Somewhere, Matt Taibbi is laughing his butt off as the Vampire Squid goes down. Now when do we see the criminal charges - not just against Goldman Sachs, but the rest of the gang involved in crashing our economy for their own gain?

The Securities and Exchange Commission filed charges Friday against Goldman Sachs, one of the most successful but vilified banks on Wall Street, for misleading and defrauding investors in selling a financial product based on subprime mortgages.

In filing the civil suit against Goldman Sachs, the agency is targeting one of the banks that largely escaped the wreckage of the financial crisis and, with the help of various forms of government aid, emerged stronger.

The SEC's suit strikes at a practice that was one of the main causes of the financial crisis: the creation of poisonous investments derived from home loans made to borrowers who couldn't afford the houses they were buying.

The suit also drags into a legal maelstrom Paulson & Co., the firm of legendary hedge fund manager John Paulson, who made billions of dollars by betting against the housing market in the years before it went bust. He and his firm have not been accused of wrongdoing.

Goldman Sachs had no immediate comment. Paulson & Co. also had no immediate comment.
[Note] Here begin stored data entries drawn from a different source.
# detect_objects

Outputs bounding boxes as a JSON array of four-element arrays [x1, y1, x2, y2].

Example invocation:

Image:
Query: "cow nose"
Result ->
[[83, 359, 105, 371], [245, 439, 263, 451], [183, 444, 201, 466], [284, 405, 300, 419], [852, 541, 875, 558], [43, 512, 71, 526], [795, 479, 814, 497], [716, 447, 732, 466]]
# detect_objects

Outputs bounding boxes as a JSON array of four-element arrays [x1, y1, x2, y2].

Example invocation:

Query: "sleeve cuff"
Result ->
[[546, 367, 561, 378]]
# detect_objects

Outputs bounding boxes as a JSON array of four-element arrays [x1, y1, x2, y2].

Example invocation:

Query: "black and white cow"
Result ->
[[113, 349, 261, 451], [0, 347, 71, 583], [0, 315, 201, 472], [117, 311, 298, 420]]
In this case, the SEC alleges that Goldman Sachs created and marketed a financial product known as a collateralized debt obligation, often referred to as a CDO, whose value was linked to that of home loans. The SEC says the bank failed to tell investors important information about the investment -- in particular that Paulson & Co. played a central role in helping Goldman assemble the CDO while the hedge fund at the same time placed bets that the CDO would lose value.

McClatchy has more.

And from the American Prospect:

One note of caution: These are hard cases to prove. Even if Goldman Sachs officials knew how crappy these financial instruments were, they also got solid ratings from the bond-ratings agencies, giving Goldman a real out. If the SEC brought this case, they must have a high level of confidence, but now they need to execute what will undoubtedly be one of the most high-profile financial fraud cases since Enron.

Incidentally, the fact that hedge-funder John Paulson played a role in picking these securities helps confirm the argument that I made in my review of Michael Lewis' book The Big Short: Even the investors with the foresight to see the bubble and bet against it were acting as pernicious speculators who helped drive the bubble up and exacerbate its consequences, not as hero intellectuals tweaking the nasty big banks. These were symbiotic relationships that hurt regular Americans and the economy, make no mistake about it.

This news will only give more momentum to the Democratic financial-reform plan and, hopefully, more impetus toward strengthening the bill in any number of key areas where it could be improved.